In my previous post http://www.sharepointblogs.com/mingssn/archive/2007/10/06/word-documents-to-sharepoint.aspx explained the idea of edit Sharepoint aspx content directly instead of using the out of box converter. This is the complete class to import word html into Sharepoint. Somehow, SPWeb, SPSite, SPWebcollection, SPSiteCollection is kind of confusing. Make sure read document from MSDN
Also, this class removed the <style> section from the html file...
using System;
using System.Collections.Generic;
using System.Text;
using System.IO;
using Microsoft.SharePoint;
using Microsoft.SharePoint.Publishing;
namespace PPM
{
class PPMWeb
{
private string RootSiteUrl;
private string PPMTargetSiteUrl;
private SPSite Sites;
#region properties
public string _RootSiteUrl
{
get { return RootSiteUrl; }
set { RootSiteUrl = value; }
}
public SPSite _Sites
{
get { return new SPSite(this._RootSiteUrl); }
set { Sites = value; }
}
public SPWebCollection _Webs
{
get { return this._Sites.AllWebs; }
}
public string _PPMAspxPageSiteUrl
{
get { return this.PPMTargetSiteUrl; }
set { PPMTargetSiteUrl = value; }
}
public SPWeb this[string SiteName]
{
get
{
int i = 0;
foreach (SPWeb web in this._Webs)
{
if (web.Url == SiteName)
return this._Webs[ i ] ;
i++;
}
return null;
}
}
#endregion
public PPMWeb(string RootSiteUrl, string PPMAspxSiteUrl)
{
this._RootSiteUrl = RootSiteUrl;
this._PPMAspxPageSiteUrl = PPMAspxSiteUrl;
}
public void ConvertHtmlToAspx(string HtmlFileFolder, string HtmlFileName, string TargetWeb, PageLayout PPMPageLayout, string PPMContentField)
{
foreach (SPWeb web in this._Webs)
{
if (web.Url == TargetWeb )
{
PublishingPage AspxPage = GetPublishingPagebyName(HtmlFileName.Replace(".htm", ".aspx"), web);
if (AspxPage != null) //if page exists, update content field
{
UpdateAspxPageContent(web, HtmlFileFolder, HtmlFileName, PPMContentField, false);
}
else //if page not exists, create page first
{
PublishingWeb publishingWeb = PublishingWeb.GetPublishingWeb(web);
// Create the new page in the PublishingWeb.

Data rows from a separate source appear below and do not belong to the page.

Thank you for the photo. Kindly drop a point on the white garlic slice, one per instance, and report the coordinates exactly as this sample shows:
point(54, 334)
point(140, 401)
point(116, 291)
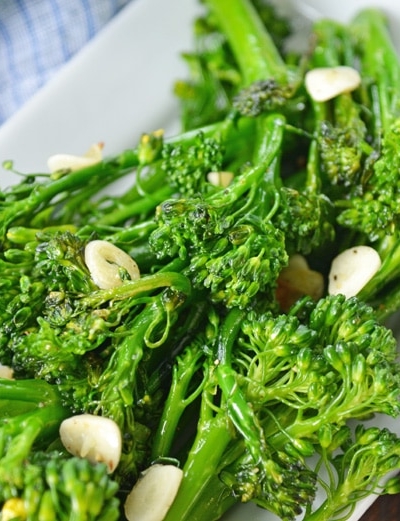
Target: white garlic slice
point(104, 261)
point(95, 438)
point(6, 372)
point(325, 83)
point(352, 269)
point(13, 508)
point(153, 494)
point(222, 179)
point(70, 162)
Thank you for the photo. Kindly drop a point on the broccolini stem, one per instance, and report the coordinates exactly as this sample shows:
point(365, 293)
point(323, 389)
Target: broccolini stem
point(253, 47)
point(379, 60)
point(136, 288)
point(143, 205)
point(203, 464)
point(270, 130)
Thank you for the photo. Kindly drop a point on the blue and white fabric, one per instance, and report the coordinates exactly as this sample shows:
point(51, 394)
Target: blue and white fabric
point(38, 36)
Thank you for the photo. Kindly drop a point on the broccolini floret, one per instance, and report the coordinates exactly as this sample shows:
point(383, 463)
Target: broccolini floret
point(209, 355)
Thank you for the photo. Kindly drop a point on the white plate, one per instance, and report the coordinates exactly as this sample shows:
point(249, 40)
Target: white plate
point(119, 86)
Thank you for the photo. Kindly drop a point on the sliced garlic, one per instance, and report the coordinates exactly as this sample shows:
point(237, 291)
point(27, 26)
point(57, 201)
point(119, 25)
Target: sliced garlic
point(70, 162)
point(153, 494)
point(105, 260)
point(222, 179)
point(6, 372)
point(13, 508)
point(297, 280)
point(95, 438)
point(352, 269)
point(325, 83)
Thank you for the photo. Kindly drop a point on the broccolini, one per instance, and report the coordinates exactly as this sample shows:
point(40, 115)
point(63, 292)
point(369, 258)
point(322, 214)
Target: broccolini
point(213, 358)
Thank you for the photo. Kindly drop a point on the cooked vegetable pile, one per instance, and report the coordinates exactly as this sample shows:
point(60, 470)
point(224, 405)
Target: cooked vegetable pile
point(217, 333)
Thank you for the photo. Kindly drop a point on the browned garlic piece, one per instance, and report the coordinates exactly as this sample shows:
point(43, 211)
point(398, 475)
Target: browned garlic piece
point(70, 162)
point(153, 494)
point(222, 179)
point(95, 438)
point(325, 83)
point(352, 269)
point(105, 260)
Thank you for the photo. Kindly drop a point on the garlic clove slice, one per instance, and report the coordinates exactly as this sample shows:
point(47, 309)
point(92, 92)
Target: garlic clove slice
point(325, 83)
point(222, 179)
point(70, 162)
point(95, 438)
point(153, 494)
point(104, 261)
point(352, 269)
point(6, 372)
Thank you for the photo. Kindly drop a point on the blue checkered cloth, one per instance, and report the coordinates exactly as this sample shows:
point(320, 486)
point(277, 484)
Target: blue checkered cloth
point(38, 36)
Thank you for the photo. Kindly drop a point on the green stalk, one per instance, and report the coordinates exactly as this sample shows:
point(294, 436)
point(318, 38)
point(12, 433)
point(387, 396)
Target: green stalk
point(198, 485)
point(379, 62)
point(137, 288)
point(253, 47)
point(269, 135)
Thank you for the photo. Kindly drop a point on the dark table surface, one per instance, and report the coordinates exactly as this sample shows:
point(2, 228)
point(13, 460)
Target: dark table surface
point(385, 508)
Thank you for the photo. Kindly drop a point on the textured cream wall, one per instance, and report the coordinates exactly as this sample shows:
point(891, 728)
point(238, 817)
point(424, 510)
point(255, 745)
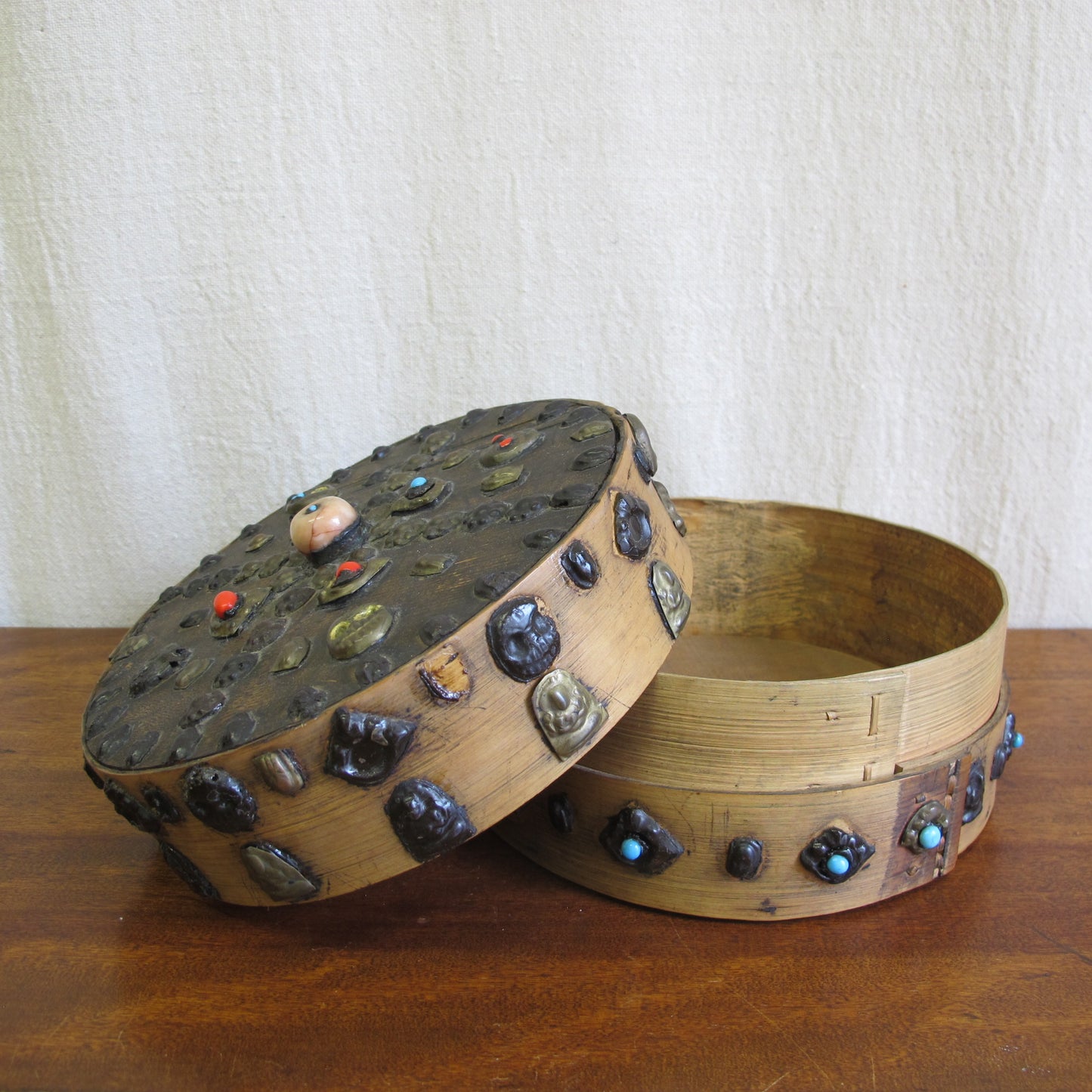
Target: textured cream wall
point(831, 252)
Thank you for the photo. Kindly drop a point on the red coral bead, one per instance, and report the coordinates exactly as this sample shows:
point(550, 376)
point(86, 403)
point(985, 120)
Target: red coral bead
point(226, 604)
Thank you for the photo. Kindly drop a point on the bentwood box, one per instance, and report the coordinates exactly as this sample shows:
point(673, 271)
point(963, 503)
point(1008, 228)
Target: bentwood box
point(459, 630)
point(399, 657)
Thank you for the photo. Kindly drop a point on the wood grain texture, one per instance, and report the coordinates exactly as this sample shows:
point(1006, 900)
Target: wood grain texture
point(481, 970)
point(707, 821)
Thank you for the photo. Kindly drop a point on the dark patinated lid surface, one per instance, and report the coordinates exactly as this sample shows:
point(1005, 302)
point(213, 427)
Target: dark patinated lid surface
point(397, 657)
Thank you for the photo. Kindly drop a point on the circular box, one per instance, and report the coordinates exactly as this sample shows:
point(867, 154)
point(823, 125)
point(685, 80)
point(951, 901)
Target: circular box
point(395, 659)
point(828, 732)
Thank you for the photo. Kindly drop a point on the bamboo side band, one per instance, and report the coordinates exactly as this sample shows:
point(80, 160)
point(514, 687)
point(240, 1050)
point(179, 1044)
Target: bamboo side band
point(707, 822)
point(930, 614)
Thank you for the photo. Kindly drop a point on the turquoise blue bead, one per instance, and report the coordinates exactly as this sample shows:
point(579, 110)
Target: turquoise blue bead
point(838, 864)
point(928, 838)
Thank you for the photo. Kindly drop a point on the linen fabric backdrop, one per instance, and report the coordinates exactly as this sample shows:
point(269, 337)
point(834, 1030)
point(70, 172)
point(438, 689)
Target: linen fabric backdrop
point(830, 253)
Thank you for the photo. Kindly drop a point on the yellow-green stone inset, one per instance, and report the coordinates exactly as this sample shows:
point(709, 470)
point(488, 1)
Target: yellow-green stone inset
point(353, 636)
point(506, 475)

PublishingPageCollection pages = publishingWeb.GetPublishingPages();
pages.Add(HtmlFileName.Replace(".htm", ".aspx"), PPMPageLayout);
// Update content
UpdateAspxPageContent(web, HtmlFileFolder, HtmlFileName, PPMContentField, true);
}
}
}
}
public void UpdateAspxPageContent(SPWeb Web, string HtmlFileFolder, string HtmlFileName, string PPMContentField, bool AlreadyCheckedOut)
{
PublishingPage AspxPage = GetPublishingPagebyName(HtmlFileName.Replace(".htm", ".aspx"), Web);
if (AspxPage != null) //if page exists, update content field
{
try
{
if (!AlreadyCheckedOut)
AspxPage.CheckOut();
AspxPage.ListItem[PPMContentField] = GetHtmlContentWithouStyle(HtmlFileFolder, HtmlFileName);
AspxPage.Update();
}
catch { }
finally
{
AspxPage.CheckIn("Your comment here...");
}
}
}
public PublishingPage GetPublishingPagebyName(string AspxFileName, SPWeb TargetWeb)
{
PublishingWeb publishingWeb = PublishingWeb.GetPublishingWeb(TargetWeb);
PublishingPageCollection pages = publishingWeb.GetPublishingPages();
foreach (PublishingPage page in pages)
{
if (page.Name == AspxFileName)
{
return page;
}
}
return null;
}
public string GetHtmlContentWithouStyle(string HtmlFileFolder, string HtmlFileName)
{
StreamReader rdr = new StreamReader(HtmlFileFolder + HtmlFileName, System.Text.Encoding.Default);
// Search through the stream until we reach the end
bool StyleHeadFound = false;
bool StyleEndFound = false;
StringBuilder HtmlContent = new StringBuilder();
while (!rdr.EndOfStream)
{
string line = rdr.ReadLine();
if (StyleHeadFound && StyleEndFound)
HtmlContent.Append(line);
else
{
if (!StyleHeadFound)
{
if (line == "<style>")
{
StyleHeadFound = true;
continue;
}
HtmlContent.Append(line);
}
else
{
if (!StyleEndFound)
{
if (line == "</style>")
{
StyleEndFound = true;
continue;
}
}
}
}
}
return HtmlContent.ToString();
}
public PageLayout GetPPMPageLayout(string PPMPageLayoutTitle)
{
PublishingSite publishingSite = new PublishingSite(this._Sites);
foreach (PageLayout pageLayout in publishingSite.PageLayouts)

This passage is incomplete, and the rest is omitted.